Devre arasındaki beklentim Aragones'in Kazım'ı çıkarıp yerine Gökhan ya da Ali Bilgin'i sokmasıydı. Daha bir ortasaha oyuncusuna benzeyen bu isimlerin kalitesi oyunu çok fazla değiştirmeyecekti belki ama en azından Gökhan'ın sağ koridoru daha iyi kullanmasına katkıda bulunabilir ve 2. gol için Fenerbahçe'yi ateşleyebilirlerdi. Sevimli Dede devre arasında hiçbirşey yapmadığı gibi; Uğur'u sağ kanada, Kazım'ı sol kanada çekerek - puan getiren bir hamle yaptı. Kanat oyuncularının yerini değiştirmek bir taktiktir ama bu oyuncularla değil. 30 küsür maç bu takımal yaşayan, 30 küsür senelik de teknik adamlık tecrübesi olan Aragones'in bunu baştan sezemiyor olması, 8 dakika beklemesi inanılmaz. 54'te Uğur ile Güiza değişti. Benim tercihim bitik Güiza yerine Vederson olurdu ama hadi forveti ikileyip 2. bulmak için bir hamleydi diyelim. Peki bundan 5 dakika önceki Selçuk - Josico değişikliği neyin nesiydi ? Bu gereksiz değişiklik yüzünden kasığından sakatlanan Alex ile maçın en kritik dakikalarını 10 kişi oynamak zorunda kaldı Fenerbahçe ve son golü de bağıra bağıra yedi.

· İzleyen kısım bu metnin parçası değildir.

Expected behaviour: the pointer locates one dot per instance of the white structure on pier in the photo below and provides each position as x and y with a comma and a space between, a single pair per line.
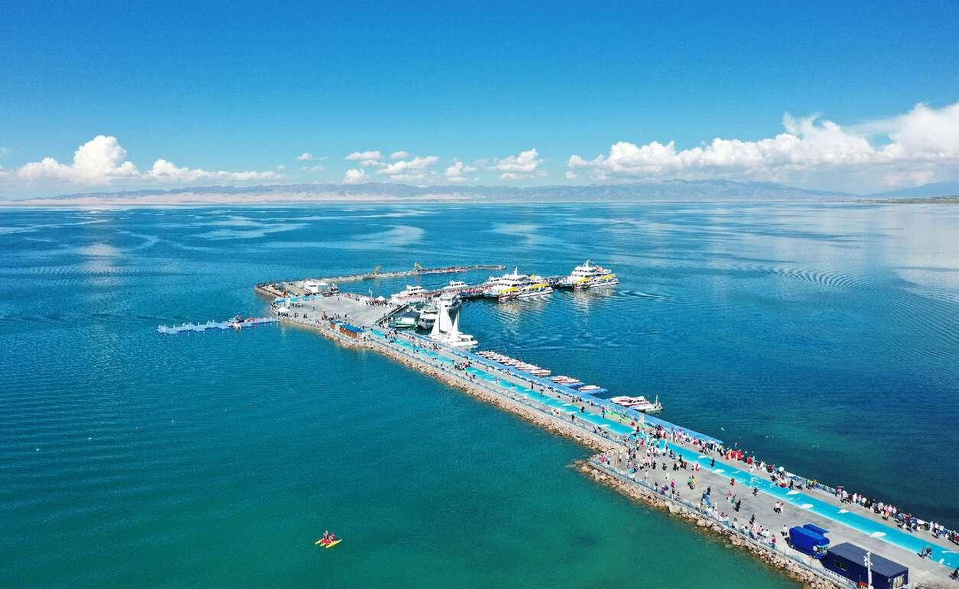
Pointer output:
447, 330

Sport'un Real Madrid için yaptığı listenin benzerine Fenerbahçe'nin de ihtiyacı olacak 2009 - 2010 sezonunda. Ama ne yazık ki taraftarın kalacaklar listesinin 1 numaralı oyuncusu Lugano, gidecekler listesinin en tepesinde.

3 yorum:

  1. Lugano kendini parcaliyor, topun önüne atiyor kendini, rakiple didisiyor, her top ondan geri dönüyor, yetmedi gidip gol kovaliyor.. digerleri eli belinde mac izliyor. rakibin her topa basarken sen top gelsin diye bekliyorsun. fenerbahce futbolcusu kötü oynayabilir, gol kacirabilir, top iskalar, kendi kalesine doksana takar.. ama fenerbahce futbolcusu mücadele etmemezlik yapamaz, mac secemez.. cünkü bu takimda o cubuklu formayi her giydigi mac icin sükreden oyuncularin oynamasi gerekir.

    yeter artik bitsin bu sezon.. ben senede 2 kere yaptigim Türkiye ziyaretimi Kadiköy'de oynayacagimiz maclardan birine denk getirmeye calisirken bu ruhsuzluk beni deli ediyor..

    YanıtlaSil
  2. brezilyalıları istemiyoruz

    YanıtlaSil
  3. ya bir insan takımının maçına zorla gider mi ya...

    bütün sezonun özeti budur benim için!

    ve aragones, çıkma ulan o kulübeden bi daha!